Christmas is a religious festival, certainly. For Christians, it’s about the birth of a saviour and the miracle of God made man, come to atone for our sins. Easy to see why that should be celebrated. And even for non-believers, it’s a magical, hopeful time of year. A time when we are encouraged to stop and remember to be a little kinder to each other, to spend time with the people that matter to us, to connect with fellow human beings, and to revel in the wonder in a child’s eyes as they sit on Father Christmas’ lap or decorate a tree. What’s indecent, stressful, indulgent and consumerist about that?
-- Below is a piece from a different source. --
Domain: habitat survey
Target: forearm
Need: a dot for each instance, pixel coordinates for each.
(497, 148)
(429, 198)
No, when Christmas turns sour, it is always a result of choices we make in how we engage with the season. And that’s something a lot of us forget as we open each window in the Advent calendar. Even at Christmas, we have choices and the power to say yes, or no, to traditions, invitations and customs. We can choose to get drunk at the office party, feel like hell the next day, and spend January kicking ourselves. Or not. We can choose to be on Oxford Street at 5pm on Christmas Eve. Or not. We can choose to buy a massive turkey and get up at 4am to start cooking it. Or not. Just like the other 365 days of the year, we have choices.
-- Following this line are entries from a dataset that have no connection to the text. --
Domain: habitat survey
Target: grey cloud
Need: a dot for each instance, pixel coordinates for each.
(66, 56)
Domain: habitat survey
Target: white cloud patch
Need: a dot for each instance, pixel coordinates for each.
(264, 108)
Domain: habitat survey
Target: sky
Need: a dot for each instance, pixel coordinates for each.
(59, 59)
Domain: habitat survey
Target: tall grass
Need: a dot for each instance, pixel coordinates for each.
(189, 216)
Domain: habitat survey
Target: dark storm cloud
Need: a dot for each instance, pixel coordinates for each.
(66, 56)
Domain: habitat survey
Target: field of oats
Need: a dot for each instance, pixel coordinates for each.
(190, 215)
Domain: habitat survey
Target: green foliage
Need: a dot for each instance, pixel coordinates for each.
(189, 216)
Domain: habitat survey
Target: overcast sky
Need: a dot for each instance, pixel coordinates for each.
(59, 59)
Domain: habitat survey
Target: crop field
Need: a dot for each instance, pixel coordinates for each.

What makes your Christmas?

So many of the diatribes against Christmas that will inevitably be written by witty and arch columnists this year will play into people’s feelings of pressure and a perceived lack of choice around the holidays. But it doesn’t have to be that way. I for one do almost no Christmas shopping in December. All year long, when I see a bargain or a one-off item at a craft fair or on holiday that would make a great gift for a friend, I buy and stock. Sometimes I even – gasp! – make presents. I turn the radio off when they play Slade for the 100th time. I refuse to buy or eat Brussels sprouts even if, as I have been told, “it’s not a Christmas dinner without sprouts” (the devil of foodstuffs, if you ask me). I have agreed a gift spending cap with certain friends and family. I no longer give a Christmas card to people I am going to see and wish a Merry Christmas in person – this has limited the list to only those who don’t live near me and has seriously diminished my chances of getting repetitive strain injury once a year.

Reclaiming the festive season

I choose what Christmas means to me. And Christmas to me is making the pudding with my mum while listening to the same tape (yes, tape) of Christmas songs we’ve had since I was a kid; it’s giving friends gifts without expecting anything from them; it’s attending a carol concert and bellowing the descant to O Come All Ye Faithful; it’s watching Love Actually and giving silent thanks for my own Beloved and all the love I have in my life. Christmas (and Hanukkah, Eid, New Year’s Eve, Easter and Thanksgiving, for that matter) and is what we make it so if you find yourself Scrooging and Grinching as you shove round the shops and weep at your bank balance, don’t blame Christmas. Remind yourself instead that every day, you’ve made choices. Think about how those choices are working out for you.